Un día ausente
No seguí el consejo de Go respecto al alcohol. Me acabé media botella sentado a solas en su sofá tras haber experimentado mi décimo octavo subidón de adrenalina, justo cuando pensaba que por fin iba a poder dormirme: me habían empezado a pesar los párpados, me estaba acomodando la almohada, tenía los ojos cerrados y entonces vi a mi esposa con la sangre coagulándose sobre su melena rubia, sollozando y sufriendo un dolor insoportable, arrastrándose por el suelo de nuestra cocina. Llamándome. «¡Nick, Nick, Nick!».
Le di repetidos tragos a la botella, intentando mentalizarme para dormir, una batalla perdida de antemano. El sueño es como un gato: solo viene a ti si lo ignoras.
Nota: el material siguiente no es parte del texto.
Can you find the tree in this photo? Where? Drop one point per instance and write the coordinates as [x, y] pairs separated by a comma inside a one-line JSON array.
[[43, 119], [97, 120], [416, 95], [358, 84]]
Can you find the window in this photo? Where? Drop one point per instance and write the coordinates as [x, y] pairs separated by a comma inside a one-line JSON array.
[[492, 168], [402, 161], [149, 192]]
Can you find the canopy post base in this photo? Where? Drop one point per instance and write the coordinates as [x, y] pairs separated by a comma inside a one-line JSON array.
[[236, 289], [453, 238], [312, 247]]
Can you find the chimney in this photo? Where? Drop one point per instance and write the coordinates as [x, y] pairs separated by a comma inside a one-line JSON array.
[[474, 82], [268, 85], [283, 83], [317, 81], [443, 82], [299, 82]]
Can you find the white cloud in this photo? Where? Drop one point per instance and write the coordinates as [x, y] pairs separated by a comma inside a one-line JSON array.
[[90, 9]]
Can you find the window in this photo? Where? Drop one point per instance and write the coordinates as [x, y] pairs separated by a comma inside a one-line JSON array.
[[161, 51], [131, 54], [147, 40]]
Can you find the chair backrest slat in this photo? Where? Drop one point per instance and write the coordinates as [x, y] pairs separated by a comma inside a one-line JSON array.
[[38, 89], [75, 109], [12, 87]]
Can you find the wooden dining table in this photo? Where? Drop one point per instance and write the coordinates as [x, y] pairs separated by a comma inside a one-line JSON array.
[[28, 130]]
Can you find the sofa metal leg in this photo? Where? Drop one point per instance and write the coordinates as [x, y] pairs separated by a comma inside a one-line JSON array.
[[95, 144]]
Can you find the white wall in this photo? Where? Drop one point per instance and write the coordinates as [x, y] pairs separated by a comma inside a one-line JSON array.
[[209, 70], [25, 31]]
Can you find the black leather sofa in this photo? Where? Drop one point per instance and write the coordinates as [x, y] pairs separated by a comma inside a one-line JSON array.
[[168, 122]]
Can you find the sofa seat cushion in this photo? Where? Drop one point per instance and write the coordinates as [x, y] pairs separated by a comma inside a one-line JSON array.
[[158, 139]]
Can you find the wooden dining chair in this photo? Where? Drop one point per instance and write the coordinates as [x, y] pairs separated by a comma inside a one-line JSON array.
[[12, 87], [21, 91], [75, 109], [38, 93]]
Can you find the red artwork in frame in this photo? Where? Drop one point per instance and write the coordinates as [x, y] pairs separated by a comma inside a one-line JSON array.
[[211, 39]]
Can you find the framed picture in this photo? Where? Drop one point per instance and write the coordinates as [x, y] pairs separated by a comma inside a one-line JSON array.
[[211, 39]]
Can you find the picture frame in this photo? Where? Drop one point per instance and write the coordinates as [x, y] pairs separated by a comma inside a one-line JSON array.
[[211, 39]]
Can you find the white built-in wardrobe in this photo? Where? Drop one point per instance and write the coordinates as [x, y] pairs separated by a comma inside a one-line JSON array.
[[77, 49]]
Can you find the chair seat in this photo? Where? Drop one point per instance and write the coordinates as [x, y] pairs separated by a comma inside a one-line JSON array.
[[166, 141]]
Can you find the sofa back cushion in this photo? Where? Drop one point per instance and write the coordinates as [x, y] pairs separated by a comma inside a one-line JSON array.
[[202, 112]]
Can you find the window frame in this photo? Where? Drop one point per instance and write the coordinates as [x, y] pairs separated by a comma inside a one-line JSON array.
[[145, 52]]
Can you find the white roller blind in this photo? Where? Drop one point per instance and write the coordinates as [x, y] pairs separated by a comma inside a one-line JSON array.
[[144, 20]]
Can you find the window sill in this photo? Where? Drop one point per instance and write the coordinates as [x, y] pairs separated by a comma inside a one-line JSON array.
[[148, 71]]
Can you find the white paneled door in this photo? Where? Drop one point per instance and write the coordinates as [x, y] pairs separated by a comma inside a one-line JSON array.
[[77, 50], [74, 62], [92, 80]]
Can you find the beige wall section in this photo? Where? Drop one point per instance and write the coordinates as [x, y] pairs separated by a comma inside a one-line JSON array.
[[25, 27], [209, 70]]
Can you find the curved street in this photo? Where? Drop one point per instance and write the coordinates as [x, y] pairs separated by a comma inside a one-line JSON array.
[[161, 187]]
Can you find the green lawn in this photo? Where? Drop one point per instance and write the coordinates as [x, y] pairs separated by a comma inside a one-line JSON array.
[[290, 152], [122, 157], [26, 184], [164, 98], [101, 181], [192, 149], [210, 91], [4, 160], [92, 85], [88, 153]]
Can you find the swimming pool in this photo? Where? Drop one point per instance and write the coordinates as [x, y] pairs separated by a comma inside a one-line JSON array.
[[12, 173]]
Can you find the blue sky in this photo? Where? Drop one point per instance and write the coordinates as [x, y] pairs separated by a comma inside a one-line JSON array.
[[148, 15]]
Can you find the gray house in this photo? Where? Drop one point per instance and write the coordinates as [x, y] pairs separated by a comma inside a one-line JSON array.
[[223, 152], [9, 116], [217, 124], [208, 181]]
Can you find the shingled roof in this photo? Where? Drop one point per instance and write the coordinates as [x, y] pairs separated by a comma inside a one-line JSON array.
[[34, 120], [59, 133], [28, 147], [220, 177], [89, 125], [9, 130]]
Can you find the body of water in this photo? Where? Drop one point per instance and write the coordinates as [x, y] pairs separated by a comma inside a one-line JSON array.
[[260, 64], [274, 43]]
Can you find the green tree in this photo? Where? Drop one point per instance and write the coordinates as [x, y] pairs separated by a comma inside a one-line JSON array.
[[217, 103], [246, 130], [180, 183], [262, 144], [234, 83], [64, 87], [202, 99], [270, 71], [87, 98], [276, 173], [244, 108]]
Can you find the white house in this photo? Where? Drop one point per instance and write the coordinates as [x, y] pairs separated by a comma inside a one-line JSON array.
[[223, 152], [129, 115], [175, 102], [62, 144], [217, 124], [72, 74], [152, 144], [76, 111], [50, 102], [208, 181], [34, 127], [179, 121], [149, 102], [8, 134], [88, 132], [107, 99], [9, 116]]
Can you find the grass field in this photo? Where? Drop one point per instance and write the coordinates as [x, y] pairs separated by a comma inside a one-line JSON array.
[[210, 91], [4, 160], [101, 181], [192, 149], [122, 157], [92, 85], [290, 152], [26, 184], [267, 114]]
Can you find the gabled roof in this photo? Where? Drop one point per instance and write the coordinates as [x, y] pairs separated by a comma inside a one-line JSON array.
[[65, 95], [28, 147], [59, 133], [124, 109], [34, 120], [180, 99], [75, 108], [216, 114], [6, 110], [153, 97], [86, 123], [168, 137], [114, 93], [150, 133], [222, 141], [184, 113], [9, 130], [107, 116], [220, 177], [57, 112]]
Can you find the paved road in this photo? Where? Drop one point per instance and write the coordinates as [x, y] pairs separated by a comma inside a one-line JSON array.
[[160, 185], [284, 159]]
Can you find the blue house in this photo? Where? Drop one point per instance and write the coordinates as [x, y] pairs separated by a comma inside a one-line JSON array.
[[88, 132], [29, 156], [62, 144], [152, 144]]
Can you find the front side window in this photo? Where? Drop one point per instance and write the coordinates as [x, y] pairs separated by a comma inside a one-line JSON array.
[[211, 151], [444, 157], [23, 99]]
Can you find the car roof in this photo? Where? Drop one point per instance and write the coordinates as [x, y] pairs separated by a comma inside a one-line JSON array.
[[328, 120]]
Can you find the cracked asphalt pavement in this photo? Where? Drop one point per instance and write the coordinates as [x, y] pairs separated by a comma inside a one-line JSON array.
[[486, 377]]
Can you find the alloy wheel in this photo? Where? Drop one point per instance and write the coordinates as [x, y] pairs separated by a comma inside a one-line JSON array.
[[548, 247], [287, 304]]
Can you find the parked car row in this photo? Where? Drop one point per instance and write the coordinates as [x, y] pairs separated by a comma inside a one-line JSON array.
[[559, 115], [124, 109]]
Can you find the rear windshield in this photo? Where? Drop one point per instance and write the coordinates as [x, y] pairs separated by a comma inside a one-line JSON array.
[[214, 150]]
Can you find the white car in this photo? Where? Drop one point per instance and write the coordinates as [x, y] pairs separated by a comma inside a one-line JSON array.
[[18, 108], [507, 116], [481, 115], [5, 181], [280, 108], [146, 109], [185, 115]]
Seguí bebiendo y continué con mi mantra. «Deja de pensar», trago, «vacía la cabeza», trago, «ahora, en serio, vacía la cabeza, hazlo ya», trago. «¡Mañana tienes que estar bien sereno, necesitas dormir!». Trago. Al final no conseguí echar más que una cabezada inquieta poco antes del amanecer y me desperté una hora más tarde con resaca. No una resaca incapacitante, pero notable. Tierna y mortecina. Cargada. A lo mejor seguía un poco borracho. Caminé indeciso hacia el Subaru de Go, sintiendo ajenos mis movimientos, como si tuviera las piernas del revés. Go me había prestado temporalmente su coche, ya que la policía había aceptado graciosamente mi Jetta usado pero bien conservado para inspeccionarlo junto a mi portátil… Pura formalidad, según me aseguraron. Me dirigí a casa para coger algo de ropa decente.
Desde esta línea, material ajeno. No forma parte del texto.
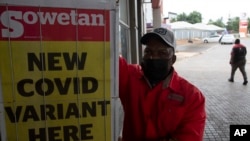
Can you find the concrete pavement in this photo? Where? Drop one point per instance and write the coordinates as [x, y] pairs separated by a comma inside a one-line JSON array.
[[226, 103]]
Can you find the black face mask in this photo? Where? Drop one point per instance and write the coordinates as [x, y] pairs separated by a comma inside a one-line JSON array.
[[156, 69]]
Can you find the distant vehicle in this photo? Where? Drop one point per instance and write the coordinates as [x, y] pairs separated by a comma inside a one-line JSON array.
[[227, 39], [212, 38]]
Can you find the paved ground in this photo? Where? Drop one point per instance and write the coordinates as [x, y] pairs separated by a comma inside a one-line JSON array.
[[226, 103]]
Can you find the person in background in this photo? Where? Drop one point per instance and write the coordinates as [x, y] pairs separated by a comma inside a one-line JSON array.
[[159, 104], [238, 60]]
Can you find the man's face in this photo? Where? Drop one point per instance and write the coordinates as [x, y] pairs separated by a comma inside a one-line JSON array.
[[156, 49], [157, 60]]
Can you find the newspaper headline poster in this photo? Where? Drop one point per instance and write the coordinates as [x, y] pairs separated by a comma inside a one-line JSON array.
[[55, 73]]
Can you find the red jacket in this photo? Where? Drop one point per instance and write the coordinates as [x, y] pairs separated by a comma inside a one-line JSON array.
[[174, 108]]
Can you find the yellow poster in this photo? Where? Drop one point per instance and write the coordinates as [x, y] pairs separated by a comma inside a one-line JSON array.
[[55, 73]]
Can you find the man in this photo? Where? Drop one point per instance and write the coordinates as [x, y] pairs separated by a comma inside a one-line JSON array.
[[159, 105], [238, 60]]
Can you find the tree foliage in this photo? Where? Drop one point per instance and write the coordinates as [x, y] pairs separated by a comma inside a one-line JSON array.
[[193, 17], [232, 24]]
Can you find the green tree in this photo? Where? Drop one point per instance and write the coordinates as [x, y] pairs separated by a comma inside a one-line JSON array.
[[233, 25], [218, 22], [181, 17], [193, 17]]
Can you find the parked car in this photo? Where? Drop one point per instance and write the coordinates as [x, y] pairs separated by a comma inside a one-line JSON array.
[[212, 38], [227, 39]]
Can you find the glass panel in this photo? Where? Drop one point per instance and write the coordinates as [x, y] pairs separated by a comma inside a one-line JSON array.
[[123, 11]]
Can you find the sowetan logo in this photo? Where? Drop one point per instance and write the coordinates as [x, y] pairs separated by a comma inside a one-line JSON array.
[[14, 21]]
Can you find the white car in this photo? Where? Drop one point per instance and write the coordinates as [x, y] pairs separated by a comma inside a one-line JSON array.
[[227, 39], [212, 38]]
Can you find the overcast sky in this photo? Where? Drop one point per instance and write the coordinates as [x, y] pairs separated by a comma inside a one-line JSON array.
[[210, 9]]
Había tres coches patrulla aparcados en mi manzana, junto a los que se apiñaban nuestros escasos vecinos. Carl no estaba, pero sí Jan Teverer —la señora cristiana— y Mike, el padre de los trillizos engendrados mediante fecundación in vitro: Trinity, Topher y Talullah. («Los odio a todos ya solo por el nombre», dijo en una ocasión Amy, severa juez de cualquier moda pasajera. Cuando le comenté que Amy también había sido un nombre de moda en otro tiempo, mi esposa dijo: «Nick, ya conoces la historia de mi nombre». Yo no tenía ni idea de qué me estaba hablando).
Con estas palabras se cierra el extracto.